Risposte al commento di Trap
Trap ha scritto:
Ecco il video del commento
camu ha scritto:
Condivido il commento in pieno, e mi stupisce vedere che ancora la maggior parte della gente con cui parlo non si rende conto di queste tre ragioni, ma continua a bersi la propaganda americana secondo cui gli arabi sono brutti e cattivi a prescindere 🙁
Samuele ha scritto:
Ti sei infilato in un bel ginepraio. 🙂
Io non sarei mai partito alla volta di Gaza, in barca, per portare aiuto a chi sta peggio, molto peggio, di noi. Non è il mio genere. Ma ammiro, e un po’ invidio, le persone che sono riuscite a farlo.

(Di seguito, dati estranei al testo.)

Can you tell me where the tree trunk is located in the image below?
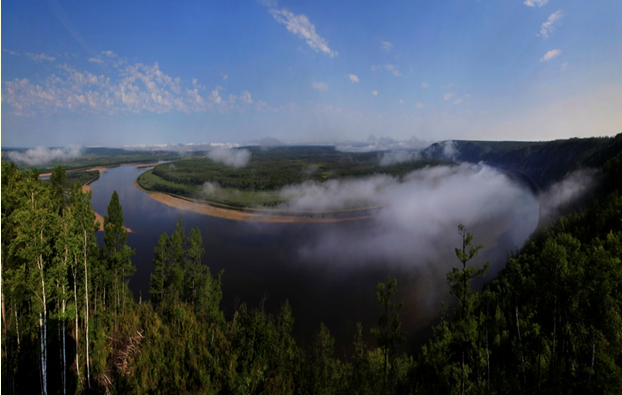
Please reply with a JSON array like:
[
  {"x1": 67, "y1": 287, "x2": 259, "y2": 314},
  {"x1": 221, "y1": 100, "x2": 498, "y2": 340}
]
[
  {"x1": 515, "y1": 304, "x2": 526, "y2": 385},
  {"x1": 84, "y1": 230, "x2": 91, "y2": 389},
  {"x1": 39, "y1": 249, "x2": 48, "y2": 395},
  {"x1": 588, "y1": 328, "x2": 595, "y2": 386},
  {"x1": 486, "y1": 304, "x2": 490, "y2": 395},
  {"x1": 73, "y1": 265, "x2": 80, "y2": 384}
]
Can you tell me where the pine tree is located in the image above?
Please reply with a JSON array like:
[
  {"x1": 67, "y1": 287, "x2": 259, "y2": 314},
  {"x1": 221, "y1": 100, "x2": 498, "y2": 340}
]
[
  {"x1": 371, "y1": 275, "x2": 405, "y2": 394},
  {"x1": 446, "y1": 224, "x2": 490, "y2": 395},
  {"x1": 103, "y1": 190, "x2": 135, "y2": 323},
  {"x1": 149, "y1": 233, "x2": 169, "y2": 309}
]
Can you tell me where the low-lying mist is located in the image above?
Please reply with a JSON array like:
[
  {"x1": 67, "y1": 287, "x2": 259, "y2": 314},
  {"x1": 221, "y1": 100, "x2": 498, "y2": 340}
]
[
  {"x1": 262, "y1": 163, "x2": 593, "y2": 326},
  {"x1": 6, "y1": 146, "x2": 84, "y2": 166}
]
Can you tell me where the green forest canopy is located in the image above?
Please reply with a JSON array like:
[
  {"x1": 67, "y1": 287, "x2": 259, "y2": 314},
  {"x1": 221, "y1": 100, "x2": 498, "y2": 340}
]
[
  {"x1": 137, "y1": 146, "x2": 450, "y2": 208},
  {"x1": 2, "y1": 134, "x2": 622, "y2": 394}
]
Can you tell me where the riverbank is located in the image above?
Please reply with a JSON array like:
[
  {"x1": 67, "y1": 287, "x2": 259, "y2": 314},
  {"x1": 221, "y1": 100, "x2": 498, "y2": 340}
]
[
  {"x1": 134, "y1": 178, "x2": 373, "y2": 223},
  {"x1": 83, "y1": 182, "x2": 133, "y2": 232}
]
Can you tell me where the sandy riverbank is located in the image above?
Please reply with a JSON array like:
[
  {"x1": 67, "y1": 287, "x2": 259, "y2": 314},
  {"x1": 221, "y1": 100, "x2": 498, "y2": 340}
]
[
  {"x1": 82, "y1": 183, "x2": 132, "y2": 232},
  {"x1": 134, "y1": 179, "x2": 372, "y2": 223},
  {"x1": 148, "y1": 192, "x2": 373, "y2": 223}
]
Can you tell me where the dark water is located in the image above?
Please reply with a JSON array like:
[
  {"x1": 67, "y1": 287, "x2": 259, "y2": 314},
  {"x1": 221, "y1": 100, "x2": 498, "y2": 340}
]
[{"x1": 90, "y1": 164, "x2": 539, "y2": 353}]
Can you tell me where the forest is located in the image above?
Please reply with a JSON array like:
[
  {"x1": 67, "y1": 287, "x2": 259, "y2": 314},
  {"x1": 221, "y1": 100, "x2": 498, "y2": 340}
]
[
  {"x1": 137, "y1": 146, "x2": 449, "y2": 208},
  {"x1": 2, "y1": 134, "x2": 622, "y2": 394}
]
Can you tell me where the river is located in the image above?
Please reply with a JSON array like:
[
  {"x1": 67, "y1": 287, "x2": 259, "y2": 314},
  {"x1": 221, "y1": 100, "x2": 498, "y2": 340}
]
[{"x1": 89, "y1": 163, "x2": 539, "y2": 352}]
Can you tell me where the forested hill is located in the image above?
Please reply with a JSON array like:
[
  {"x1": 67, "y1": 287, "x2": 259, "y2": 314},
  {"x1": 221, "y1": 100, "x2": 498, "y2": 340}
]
[
  {"x1": 422, "y1": 135, "x2": 621, "y2": 190},
  {"x1": 2, "y1": 136, "x2": 622, "y2": 394}
]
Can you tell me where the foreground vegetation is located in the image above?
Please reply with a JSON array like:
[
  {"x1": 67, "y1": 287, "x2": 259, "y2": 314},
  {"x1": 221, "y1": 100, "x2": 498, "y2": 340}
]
[
  {"x1": 2, "y1": 134, "x2": 622, "y2": 394},
  {"x1": 138, "y1": 146, "x2": 449, "y2": 208}
]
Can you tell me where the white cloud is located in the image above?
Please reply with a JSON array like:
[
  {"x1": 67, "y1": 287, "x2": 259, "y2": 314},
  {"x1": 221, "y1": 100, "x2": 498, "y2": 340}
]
[
  {"x1": 312, "y1": 82, "x2": 329, "y2": 91},
  {"x1": 444, "y1": 92, "x2": 455, "y2": 101},
  {"x1": 4, "y1": 49, "x2": 20, "y2": 56},
  {"x1": 88, "y1": 58, "x2": 104, "y2": 64},
  {"x1": 372, "y1": 64, "x2": 401, "y2": 77},
  {"x1": 539, "y1": 10, "x2": 564, "y2": 38},
  {"x1": 381, "y1": 41, "x2": 393, "y2": 51},
  {"x1": 269, "y1": 8, "x2": 338, "y2": 57},
  {"x1": 524, "y1": 0, "x2": 548, "y2": 7},
  {"x1": 6, "y1": 146, "x2": 83, "y2": 165},
  {"x1": 421, "y1": 81, "x2": 429, "y2": 88},
  {"x1": 379, "y1": 150, "x2": 420, "y2": 166},
  {"x1": 26, "y1": 53, "x2": 56, "y2": 62},
  {"x1": 453, "y1": 94, "x2": 469, "y2": 105},
  {"x1": 385, "y1": 64, "x2": 401, "y2": 77},
  {"x1": 540, "y1": 49, "x2": 562, "y2": 62},
  {"x1": 441, "y1": 83, "x2": 455, "y2": 89},
  {"x1": 349, "y1": 74, "x2": 359, "y2": 83},
  {"x1": 223, "y1": 74, "x2": 229, "y2": 81},
  {"x1": 415, "y1": 102, "x2": 424, "y2": 109},
  {"x1": 372, "y1": 90, "x2": 378, "y2": 96},
  {"x1": 398, "y1": 99, "x2": 404, "y2": 105},
  {"x1": 102, "y1": 50, "x2": 117, "y2": 57},
  {"x1": 240, "y1": 90, "x2": 254, "y2": 104},
  {"x1": 336, "y1": 135, "x2": 431, "y2": 153},
  {"x1": 206, "y1": 147, "x2": 252, "y2": 168},
  {"x1": 1, "y1": 58, "x2": 261, "y2": 116}
]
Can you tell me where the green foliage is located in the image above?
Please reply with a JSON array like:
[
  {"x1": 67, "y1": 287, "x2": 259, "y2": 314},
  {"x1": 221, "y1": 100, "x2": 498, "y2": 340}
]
[
  {"x1": 103, "y1": 190, "x2": 136, "y2": 318},
  {"x1": 371, "y1": 275, "x2": 405, "y2": 394},
  {"x1": 137, "y1": 146, "x2": 450, "y2": 208},
  {"x1": 3, "y1": 135, "x2": 622, "y2": 395}
]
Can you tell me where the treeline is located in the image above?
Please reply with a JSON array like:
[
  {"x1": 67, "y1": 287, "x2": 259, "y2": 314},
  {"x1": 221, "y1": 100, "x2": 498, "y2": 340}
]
[
  {"x1": 142, "y1": 147, "x2": 448, "y2": 194},
  {"x1": 2, "y1": 140, "x2": 622, "y2": 394}
]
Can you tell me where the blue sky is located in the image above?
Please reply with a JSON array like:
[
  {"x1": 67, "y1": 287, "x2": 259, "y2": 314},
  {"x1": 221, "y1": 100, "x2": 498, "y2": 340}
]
[{"x1": 2, "y1": 0, "x2": 621, "y2": 147}]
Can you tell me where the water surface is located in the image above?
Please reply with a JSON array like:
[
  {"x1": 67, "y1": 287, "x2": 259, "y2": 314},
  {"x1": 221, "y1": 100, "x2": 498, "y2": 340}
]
[{"x1": 90, "y1": 164, "x2": 539, "y2": 352}]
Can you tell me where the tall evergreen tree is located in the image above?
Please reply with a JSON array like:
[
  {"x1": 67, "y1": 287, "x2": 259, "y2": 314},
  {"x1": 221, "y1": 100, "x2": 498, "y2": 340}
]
[
  {"x1": 103, "y1": 190, "x2": 135, "y2": 323},
  {"x1": 371, "y1": 275, "x2": 405, "y2": 394},
  {"x1": 446, "y1": 224, "x2": 490, "y2": 395}
]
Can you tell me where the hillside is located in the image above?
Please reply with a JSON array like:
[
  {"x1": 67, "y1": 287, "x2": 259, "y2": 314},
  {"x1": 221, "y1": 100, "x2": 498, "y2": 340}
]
[{"x1": 422, "y1": 136, "x2": 617, "y2": 191}]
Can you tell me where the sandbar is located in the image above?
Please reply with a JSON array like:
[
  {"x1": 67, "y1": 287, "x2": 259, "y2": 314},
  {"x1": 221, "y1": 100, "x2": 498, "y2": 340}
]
[{"x1": 134, "y1": 179, "x2": 372, "y2": 223}]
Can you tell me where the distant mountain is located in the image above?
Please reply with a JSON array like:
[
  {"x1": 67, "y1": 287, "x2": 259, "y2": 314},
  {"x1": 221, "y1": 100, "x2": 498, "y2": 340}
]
[{"x1": 422, "y1": 135, "x2": 622, "y2": 191}]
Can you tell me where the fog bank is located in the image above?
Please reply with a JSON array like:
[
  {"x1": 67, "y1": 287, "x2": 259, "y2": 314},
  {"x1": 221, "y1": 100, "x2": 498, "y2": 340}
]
[
  {"x1": 206, "y1": 147, "x2": 251, "y2": 168},
  {"x1": 6, "y1": 146, "x2": 84, "y2": 166}
]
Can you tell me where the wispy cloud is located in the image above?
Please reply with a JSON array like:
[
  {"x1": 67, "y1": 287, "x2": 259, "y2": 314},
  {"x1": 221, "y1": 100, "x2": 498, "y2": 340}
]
[
  {"x1": 415, "y1": 102, "x2": 424, "y2": 109},
  {"x1": 540, "y1": 49, "x2": 562, "y2": 62},
  {"x1": 381, "y1": 41, "x2": 393, "y2": 51},
  {"x1": 312, "y1": 82, "x2": 329, "y2": 91},
  {"x1": 539, "y1": 10, "x2": 563, "y2": 38},
  {"x1": 398, "y1": 99, "x2": 404, "y2": 105},
  {"x1": 3, "y1": 49, "x2": 20, "y2": 56},
  {"x1": 269, "y1": 8, "x2": 338, "y2": 57},
  {"x1": 444, "y1": 92, "x2": 455, "y2": 101},
  {"x1": 88, "y1": 57, "x2": 104, "y2": 64},
  {"x1": 26, "y1": 53, "x2": 56, "y2": 62},
  {"x1": 421, "y1": 81, "x2": 429, "y2": 88},
  {"x1": 372, "y1": 64, "x2": 401, "y2": 77},
  {"x1": 524, "y1": 0, "x2": 548, "y2": 7},
  {"x1": 372, "y1": 90, "x2": 378, "y2": 96},
  {"x1": 349, "y1": 74, "x2": 359, "y2": 83},
  {"x1": 46, "y1": 0, "x2": 92, "y2": 53}
]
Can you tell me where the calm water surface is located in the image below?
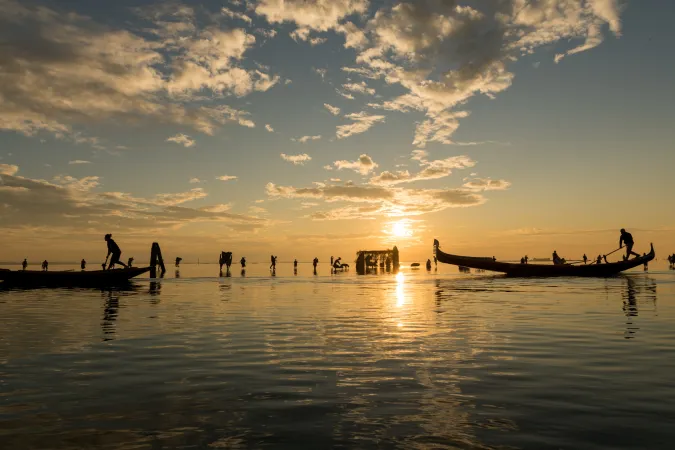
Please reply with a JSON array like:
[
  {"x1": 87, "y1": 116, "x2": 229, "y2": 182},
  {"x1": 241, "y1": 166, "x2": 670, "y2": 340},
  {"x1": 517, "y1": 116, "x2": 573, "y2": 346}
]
[{"x1": 2, "y1": 263, "x2": 675, "y2": 449}]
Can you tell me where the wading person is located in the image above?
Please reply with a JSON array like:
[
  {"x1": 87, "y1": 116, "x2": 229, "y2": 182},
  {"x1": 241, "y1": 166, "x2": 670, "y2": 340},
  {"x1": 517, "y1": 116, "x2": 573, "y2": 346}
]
[
  {"x1": 619, "y1": 228, "x2": 640, "y2": 260},
  {"x1": 583, "y1": 254, "x2": 588, "y2": 264},
  {"x1": 104, "y1": 234, "x2": 128, "y2": 270},
  {"x1": 22, "y1": 259, "x2": 27, "y2": 270}
]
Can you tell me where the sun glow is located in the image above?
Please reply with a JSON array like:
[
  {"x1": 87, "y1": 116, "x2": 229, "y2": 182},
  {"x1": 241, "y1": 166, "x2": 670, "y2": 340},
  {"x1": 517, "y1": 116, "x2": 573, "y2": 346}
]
[{"x1": 390, "y1": 220, "x2": 413, "y2": 238}]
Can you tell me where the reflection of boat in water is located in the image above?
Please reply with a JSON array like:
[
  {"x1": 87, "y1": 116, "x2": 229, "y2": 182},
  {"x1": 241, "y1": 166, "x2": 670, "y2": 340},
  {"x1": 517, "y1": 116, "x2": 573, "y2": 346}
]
[
  {"x1": 532, "y1": 258, "x2": 550, "y2": 261},
  {"x1": 411, "y1": 263, "x2": 421, "y2": 268},
  {"x1": 0, "y1": 267, "x2": 152, "y2": 287},
  {"x1": 434, "y1": 240, "x2": 655, "y2": 277}
]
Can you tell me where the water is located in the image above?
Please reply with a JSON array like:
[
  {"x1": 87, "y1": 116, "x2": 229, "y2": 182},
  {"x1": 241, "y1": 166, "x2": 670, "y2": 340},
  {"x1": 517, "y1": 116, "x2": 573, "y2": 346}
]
[{"x1": 2, "y1": 263, "x2": 675, "y2": 449}]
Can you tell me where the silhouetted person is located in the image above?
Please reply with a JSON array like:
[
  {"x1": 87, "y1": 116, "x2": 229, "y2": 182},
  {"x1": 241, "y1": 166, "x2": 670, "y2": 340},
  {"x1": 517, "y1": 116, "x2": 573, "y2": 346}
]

Risposte al commento di Samuele
camu ha scritto:
Per carità, tanto di cappello a Greta e soci, per aver organizzato questa protesta. Ovviamente gli aiuti che portavano erano solo un gesto simbolico: su quelle barche non c’era molto per i palestinesi, che al momento hanno ben altre priorità per la testa. Portare un tozzo di pane a chi non ha una casa e nessuna assistenza sanitaria (senza parlare di lavoro ed economia in genere) è ovviamente solo un gesto simbolico. Gli Stati che si lavano la coscienza mandando aiuti ma non facendo nulla per fermare il genocidio, sono i veri ipocriti.